The redhead, without taking the cigarette from her mouth, poured port into two glasses, and rather less into a third which she pushed into her mother's hands.
«Call my mother Susan Yakovlevna, if you like. Or don't call her anything. She doesn't understand a word of Russian anyway. She did know a little before her stroke, but after it she forgot everything. English too. All she remembers is Dutch. The language she spoke as a child. She is a perfect angel, but completely witless. Drink up, Granny Susie. Chin-chin!»
The redhead again pressed the glass upon her and she took it in both hands with evident interest. It seemed there were some things she had not forgotten.
That first evening was dedicated to a biographical account of the redhead's family — which was dazzling. The witless angel of Dutch origin had been a Communist in her young days, had linked her destiny to that of a British subject of Irish origins, an officer in His Majesty's army and a Soviet spy who had been caught and sentenced to death, bartered for an item of equivalent value, and exported to the motherland of the world proletariat.
Zhenya listened agog, and quite failed to notice how drunk she was getting. The old lady snored quietly in her chair, then emitted a little stream.
Irene Leary — what a name! — threw up her hands.
«I let my mind wander. I forgot to put her on the pot. Oh well, no point in worrying about it now.»
She carried on relating her enviable family history for a further hour while Zhenya got more and more drunk, but by now not from the port, which they had drunk to the last drop, but from admiration and delight at her new acquaintance.
It was after two in the morning when they parted, having changed Susie and given her a quick wash. She woke with a start and had absolutely no idea what was going on.

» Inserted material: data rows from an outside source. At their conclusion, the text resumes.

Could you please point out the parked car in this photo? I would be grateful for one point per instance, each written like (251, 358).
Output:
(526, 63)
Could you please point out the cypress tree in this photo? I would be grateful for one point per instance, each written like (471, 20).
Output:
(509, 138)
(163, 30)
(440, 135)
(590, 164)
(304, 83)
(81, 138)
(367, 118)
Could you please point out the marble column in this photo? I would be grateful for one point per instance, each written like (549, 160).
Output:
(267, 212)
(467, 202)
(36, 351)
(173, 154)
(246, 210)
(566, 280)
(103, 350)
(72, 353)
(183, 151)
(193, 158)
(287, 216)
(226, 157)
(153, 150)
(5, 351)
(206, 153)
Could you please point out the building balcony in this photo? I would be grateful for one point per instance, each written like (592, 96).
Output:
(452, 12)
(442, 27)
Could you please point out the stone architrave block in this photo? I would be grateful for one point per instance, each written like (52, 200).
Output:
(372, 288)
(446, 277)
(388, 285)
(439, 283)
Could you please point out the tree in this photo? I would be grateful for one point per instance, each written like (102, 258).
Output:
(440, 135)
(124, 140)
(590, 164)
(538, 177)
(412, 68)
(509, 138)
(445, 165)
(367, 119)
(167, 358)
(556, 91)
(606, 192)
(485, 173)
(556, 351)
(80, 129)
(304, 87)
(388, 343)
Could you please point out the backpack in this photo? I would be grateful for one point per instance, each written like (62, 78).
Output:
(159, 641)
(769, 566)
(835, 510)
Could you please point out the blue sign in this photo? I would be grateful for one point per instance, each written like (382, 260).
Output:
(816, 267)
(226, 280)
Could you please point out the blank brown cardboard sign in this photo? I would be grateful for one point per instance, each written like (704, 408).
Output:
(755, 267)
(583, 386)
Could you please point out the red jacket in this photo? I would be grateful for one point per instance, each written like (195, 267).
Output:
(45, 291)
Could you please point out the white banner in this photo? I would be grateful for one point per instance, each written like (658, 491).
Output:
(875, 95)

The following day was full of noise and bustle. In the morning Zhenya cooked the breakfast, making porridge for everyone before taking the two boys for a walk. The English boy, Donald, despite having been born in Russia, had an equally breathtaking pedigree. His paternal grandfather was an even more famous spy, and had been caught and exchanged for an item of even greater value than his maternal grandfather. He proved to be an exceptionally pleasant little boy, courteous, well brought up and, something that disposed Zhenya towards him no less warmly than towards his redheaded mother, he immediately behaved magnanimously and considerately towards the highly strung and nervous Sasha, as an elder towards a junior. He actually was a bit older, already five, and immediately demonstrated a quite adult nobility of spirit by unhesitatingly giving Sasha an ingenious little tip truck, showing him how to raise its body, and when they finally made it to the fizzy drinks kiosk, where Sasha usually started grizzling until Zhenya bought him some carbonated water in an opaque tumbler, the five-year-old declined the proffered tumbler with a wave of his hand and said, «You drink it. I can wait.»
He was a perfect little Lord Fauntleroy. When Zhenya got back home, Irene was sitting at the table in the courtyard with the landlady, and from the way that self-important Dora was fawning on her new lodger it was plain to see how highly Irene was rated in these parts. They were all treated to the landlady's mutton soup, hot and too peppery. The English boy drank it slowly and with faultless table manners. A bowl was placed in front of Sasha, and Zhenya was preparing to negotiate discreetly with him, because he was very particular about what he would eat, and that was restricted to mashed potato and rissoles, macaroni, and porridge with sweetened condensed milk. And nothing else. Ever.